See also: Machine learning terms
An estimator is a rule, function, or algorithm that takes observed data and produces a value intended to approximate some unknown quantity, typically a parameter of a probability distribution or a function relating inputs to outputs. The term carries two related but distinct meanings in modern usage. In classical statistics, an estimator is a procedure for inferring population parameters from a sample. In machine learning libraries such as scikit-learn, the word also names a software object that fits a model to data and exposes methods like fit and predict. The two senses are connected because library estimators perform parameter estimation under the hood, often using techniques developed by statisticians a century ago.
The formal study of estimators began with Ronald A. Fisher's 1922 paper On the Mathematical Foundations of Theoretical Statistics, which introduced consistency, efficiency, sufficiency, and the method of maximum likelihood as a unified framework for evaluating estimation procedures. Earlier work by Carl Friedrich Gauss, Adrien-Marie Legendre, and Karl Pearson had produced specific estimation techniques, but Fisher's paper gave the field its theoretical vocabulary. Subsequent contributions from Harald Cramér, C. R. Rao, Charles Stein, and Peter Huber extended the theory in directions that shaped both classical and modern statistical practice.
The earliest formal estimators predate the word itself. Adrien-Marie Legendre published the method of least squares in 1805, applying it to the shape of the Earth. Gauss claimed to have used the method since 1795 and famously deployed it in 1801 to predict the orbit of the newly discovered asteroid Ceres after Italian astronomer Giuseppe Piazzi lost track of it. Gauss connected least squares to the normal distribution and probability theory in his 1809 Theoria Motus, transforming what Legendre had presented as an algebraic curve-fitting trick into a statistical method.
Karl Pearson introduced the method of moments in 1894, applying it to fit skewed distributions to data on crab measurements. Pearson borrowed the term "moments" from physics and used the technique to estimate the parameters of his Pearson family of distributions, since maximum likelihood was not yet available.

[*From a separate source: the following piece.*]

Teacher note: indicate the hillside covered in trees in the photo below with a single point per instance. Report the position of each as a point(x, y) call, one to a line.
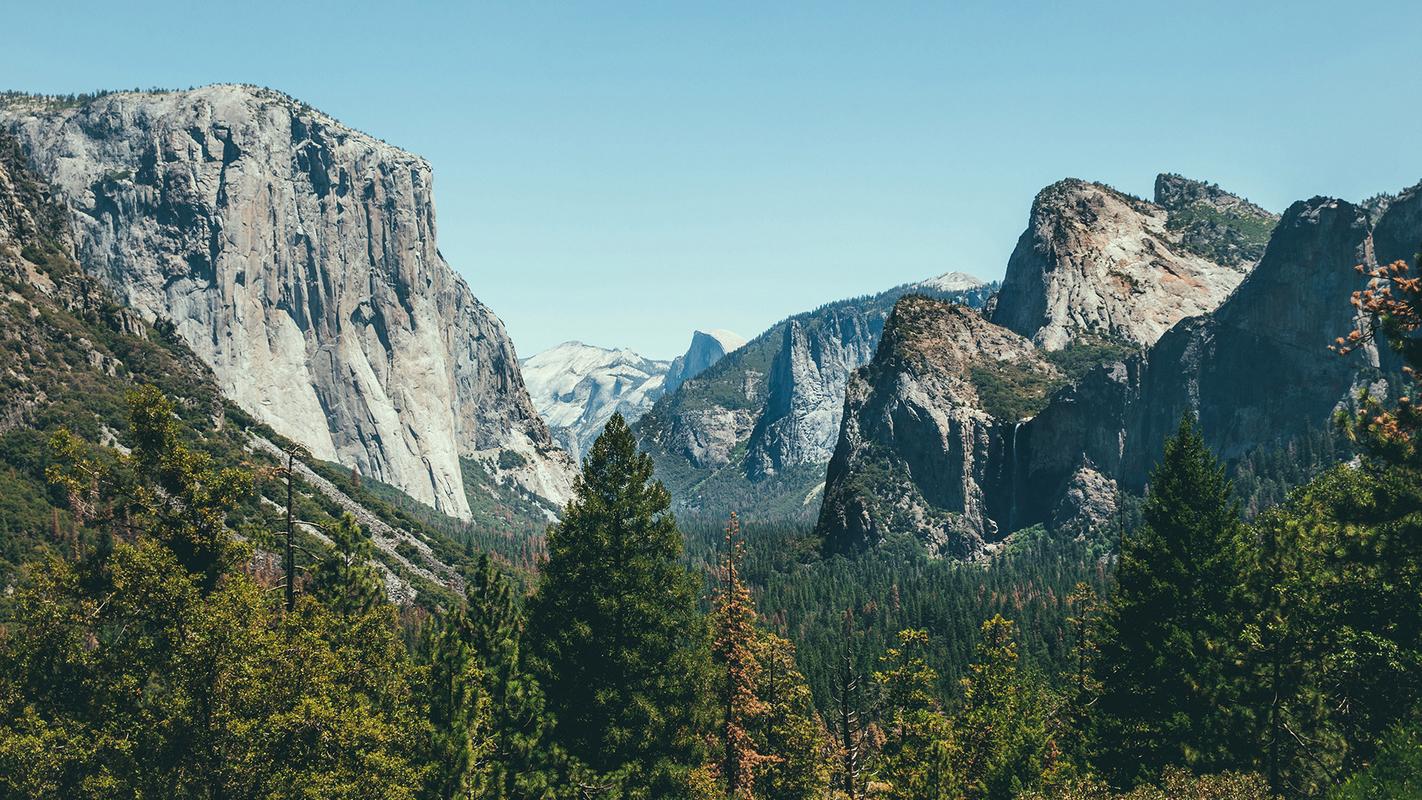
point(1188, 652)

Fisher's 1922 paper is generally regarded as the founding document of modern estimation theory. He introduced maximum likelihood estimation as a general principle, defined what it means for an estimator to be consistent and efficient, and proved that the sufficient statistic for a normal scale parameter is the sum of squared deviations rather than the sum of absolute deviations championed by astronomer Arthur Eddington. The paper also introduced the concept of Fisher information, which measures how much a sample tells us about an unknown parameter.
In 1945, C. R. Rao published a lower bound on the variance of any unbiased estimator, derived independently and almost simultaneously by Harald Cramér in his 1946 textbook Mathematical Methods of Statistics. The result, now called the Cramer-Rao bound, states that no unbiased estimator can have variance below the inverse of the Fisher information. The story goes that Rao, then 24 years old and teaching estimation at Calcutta University, was asked by a student why a Fisher result for large samples could not be proved for finite samples. Rao went home, worked through the night, and produced the inequality the next day.
Charles Stein shocked the statistics community in 1956 by showing that the sample mean is inadmissible as an estimator of the mean vector of a multivariate normal distribution when the dimension is three or more. Willard James and Stein produced an explicit dominating estimator in 1961, now called the James-Stein estimator. The result is paradoxical because it implies that one can do better at estimating, say, the batting averages of three baseball players by shrinking each estimate toward a common value, even though the players have nothing to do with each other.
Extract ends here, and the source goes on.